Moral laws were not written so they could be practiced by some and not by others. They call on all of us to curb our worst instincts so we can live together, to refrain from committing acts of egregious exploitation that spread suffering. Moral teachings are guideposts. They keep us, even when we stray, as we all do, on the right path. The strange, disjointed fragments of our lives can be comprehended only when we acknowledge our insecurities and uncertainties, when we accept that we will never know what life is about or what it is supposed to mean. We must do the best we can, not for ourselves, the great moralists remind us, but for those around us. Trust is the compound that unites us. The only lasting happiness in life comes with giving life to others. The quality of our life, of all life, is determined by what we give and how much we sacrifice. We live not by exalting our own life but by being willing to lose it.

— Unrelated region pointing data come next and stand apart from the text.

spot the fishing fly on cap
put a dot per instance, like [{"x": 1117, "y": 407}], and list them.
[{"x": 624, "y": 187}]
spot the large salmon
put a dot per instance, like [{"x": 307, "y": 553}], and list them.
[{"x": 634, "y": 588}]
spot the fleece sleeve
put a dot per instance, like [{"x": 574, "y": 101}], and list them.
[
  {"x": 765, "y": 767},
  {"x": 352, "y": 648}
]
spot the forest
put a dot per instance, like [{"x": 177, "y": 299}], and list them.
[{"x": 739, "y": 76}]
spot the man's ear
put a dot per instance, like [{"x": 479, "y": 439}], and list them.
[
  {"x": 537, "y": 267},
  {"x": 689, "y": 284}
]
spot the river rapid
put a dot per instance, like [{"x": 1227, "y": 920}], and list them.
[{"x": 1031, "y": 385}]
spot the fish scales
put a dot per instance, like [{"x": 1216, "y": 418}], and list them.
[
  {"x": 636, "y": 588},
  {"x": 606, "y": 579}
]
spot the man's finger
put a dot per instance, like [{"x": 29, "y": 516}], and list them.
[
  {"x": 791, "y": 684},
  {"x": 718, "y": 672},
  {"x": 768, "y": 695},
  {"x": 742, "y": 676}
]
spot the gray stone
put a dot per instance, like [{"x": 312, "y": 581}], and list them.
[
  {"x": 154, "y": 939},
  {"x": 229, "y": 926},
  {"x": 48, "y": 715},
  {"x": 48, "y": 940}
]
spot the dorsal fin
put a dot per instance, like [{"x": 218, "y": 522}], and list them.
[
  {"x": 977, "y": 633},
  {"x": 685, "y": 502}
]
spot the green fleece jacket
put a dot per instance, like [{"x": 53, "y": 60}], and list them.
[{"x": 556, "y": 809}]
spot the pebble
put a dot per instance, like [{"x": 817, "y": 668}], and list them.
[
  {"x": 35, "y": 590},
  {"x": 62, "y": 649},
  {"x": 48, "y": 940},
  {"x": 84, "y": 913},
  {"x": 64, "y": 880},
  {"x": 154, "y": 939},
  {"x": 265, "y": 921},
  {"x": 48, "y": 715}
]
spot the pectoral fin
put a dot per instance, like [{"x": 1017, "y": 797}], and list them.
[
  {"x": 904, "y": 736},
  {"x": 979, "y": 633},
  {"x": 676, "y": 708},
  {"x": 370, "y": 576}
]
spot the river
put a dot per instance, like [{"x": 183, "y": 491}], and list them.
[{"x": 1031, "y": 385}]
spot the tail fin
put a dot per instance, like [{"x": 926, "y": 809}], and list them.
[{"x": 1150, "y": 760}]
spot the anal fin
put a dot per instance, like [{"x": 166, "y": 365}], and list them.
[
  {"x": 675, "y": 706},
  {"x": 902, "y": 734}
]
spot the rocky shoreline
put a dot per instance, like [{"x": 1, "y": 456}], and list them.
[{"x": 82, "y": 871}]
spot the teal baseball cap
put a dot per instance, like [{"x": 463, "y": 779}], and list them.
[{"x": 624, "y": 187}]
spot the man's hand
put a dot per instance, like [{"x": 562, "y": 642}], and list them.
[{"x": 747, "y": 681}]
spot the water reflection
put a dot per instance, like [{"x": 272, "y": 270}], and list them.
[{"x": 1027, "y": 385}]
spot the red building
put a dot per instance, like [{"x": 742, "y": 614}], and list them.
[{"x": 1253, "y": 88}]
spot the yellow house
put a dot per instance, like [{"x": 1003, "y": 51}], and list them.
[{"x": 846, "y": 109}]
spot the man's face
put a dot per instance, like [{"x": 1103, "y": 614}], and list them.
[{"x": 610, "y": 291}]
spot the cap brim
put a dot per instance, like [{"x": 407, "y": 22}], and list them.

The moral life, in the end, will not protect us from evil. The moral life protects us, however, from committing evil. It is designed to check our darker impulses, warning us that pandering to impulses can have terrible consequences. It seeks to hold community together. It is community that gives our lives, even in pain and grief, a healing solidarity. It is fealty to community that frees us from the dictates of our idols, idols that promise us fulfillment through self-gratification. These moral laws are about freedom. They call us to reject and defy powerful forces that rule our lives and to live instead for others, even if this costs us status and prestige and wealth.

Turn away from the moral life and you end in disaster. You sink into a morass of self-absorption and greed. You breed a society that celebrates fraud, theft and violence, you turn neighbor against neighbor, you confuse presentation and image with your soul. Moral rules are as imperative to sustaining a community as law. And all cultures have sought to remind us of these basic moral restraints, ones that invariably tell us that successful communities do permit its members to exploit each other but ensure that they sacrifice for the common good. The economic and social collapse we face was presaged by a moral collapse. And our response must include a renewed reverence for moral and social imperatives that acknowledge the sanctity of the common good.

The German philosopher Ludwig Wittgenstein said, “Tell me ‘how’ you seek and I will tell you ‘what’ you are seeking.” We all are seekers, even if we do not always know what we are looking to find. We are all seekers, even if we do not always know how to frame the questions. In those questions, even more than the answers, we find hope in the strange and contradictory fragments of our lives. And it is by recovering these moral questions, too often dismissed or ignored in universities and boardrooms across the country, laughed at on the stock exchange, ridiculed on reality television as an impediment to money and celebrity, that we will again find it possible to be whole.